Qualche correzione per la Ryder Cup credo debba essere comunque apportata al percorso, alcune buche a mio avviso sono piuttosto anonime. Il tee shot della buca 3 è cieco e senza punti di riferimento sulla sinistra. La buca 5, un corto par 4 interessato da un bel lago, ha un green troppo grande e distante dall’acqua. Il secondo colpo deve assolutamente diventare un challenge e presentare qualche difficoltà in più.

Anche la 6 è una buca senza ’pepe’: doveroso sarà rendere più impegnativo il colpo di partenza.

Il green della buca 7 dovrà per forza di cose essere rivisto. È un par 3 dall’enorme potenziale, reso poco divertente da un green mal concepito e con pendenze troppo pronunciate.

Il finale sarà sicuramente divertente per la formula di gioco match-play. Alla 16, par 4 corto, in tanti prenderanno il rischio di tirare al green sopra l’acqua. La 17 è uno splendido e delicato par 3 con un green molto stretto e approcci difficili da ambo le parti, mentre la 18 è il classico par 5 raggiungibile in due con il green difeso dall’acqua.

Sarà curioso vedere che tipo di set-up chiederà il nostro capitano per favorire il team europeo: sarà sufficiente tenere i green lenti e stringere gli atterraggi intorno ai 300 metri per domare gli Stati Uniti? Speriamo di sì!

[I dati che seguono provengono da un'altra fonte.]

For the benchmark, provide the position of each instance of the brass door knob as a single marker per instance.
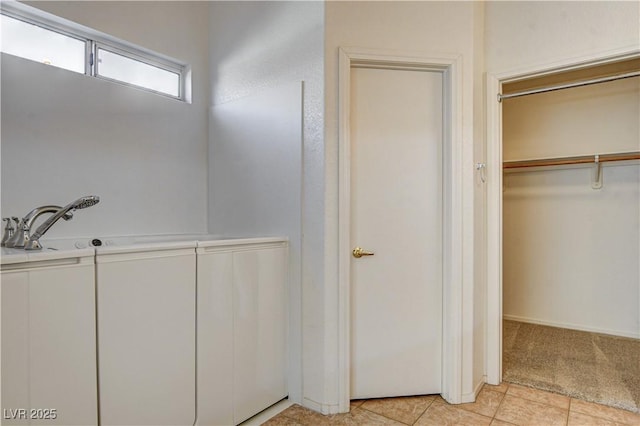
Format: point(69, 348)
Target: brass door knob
point(358, 252)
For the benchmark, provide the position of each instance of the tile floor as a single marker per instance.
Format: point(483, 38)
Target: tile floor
point(507, 404)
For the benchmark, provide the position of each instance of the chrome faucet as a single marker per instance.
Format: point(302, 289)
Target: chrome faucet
point(80, 203)
point(8, 230)
point(21, 236)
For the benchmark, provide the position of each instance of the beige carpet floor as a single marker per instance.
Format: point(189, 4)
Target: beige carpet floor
point(593, 367)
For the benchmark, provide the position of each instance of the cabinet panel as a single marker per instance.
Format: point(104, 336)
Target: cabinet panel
point(15, 344)
point(146, 340)
point(63, 348)
point(259, 341)
point(242, 326)
point(215, 339)
point(48, 346)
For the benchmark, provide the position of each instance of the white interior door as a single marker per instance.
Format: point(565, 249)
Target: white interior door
point(396, 213)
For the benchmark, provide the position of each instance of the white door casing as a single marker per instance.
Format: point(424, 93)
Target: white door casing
point(452, 215)
point(396, 207)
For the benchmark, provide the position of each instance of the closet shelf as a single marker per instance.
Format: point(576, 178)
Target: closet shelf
point(561, 161)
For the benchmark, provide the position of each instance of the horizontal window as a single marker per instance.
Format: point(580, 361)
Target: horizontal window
point(119, 67)
point(38, 36)
point(39, 44)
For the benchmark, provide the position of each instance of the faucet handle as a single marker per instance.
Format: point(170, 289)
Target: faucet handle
point(8, 230)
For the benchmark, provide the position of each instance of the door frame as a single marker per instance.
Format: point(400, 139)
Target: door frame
point(452, 151)
point(494, 82)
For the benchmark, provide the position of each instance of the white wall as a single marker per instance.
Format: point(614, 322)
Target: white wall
point(257, 50)
point(426, 28)
point(571, 253)
point(522, 34)
point(65, 135)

Ma ricordiamoci che a Parigi abbiamo vinto anche perché abbiamo giocato su di un percorso che i nostri giocatori conoscevano a memoria. Spero vivamente che nelle prossime edizioni dell’Open d’Italia tutti i migliori giocatori europei vengano a familiarizzare con il nuovo Marco Simone e ad ammirare la nostra splendida Capitale.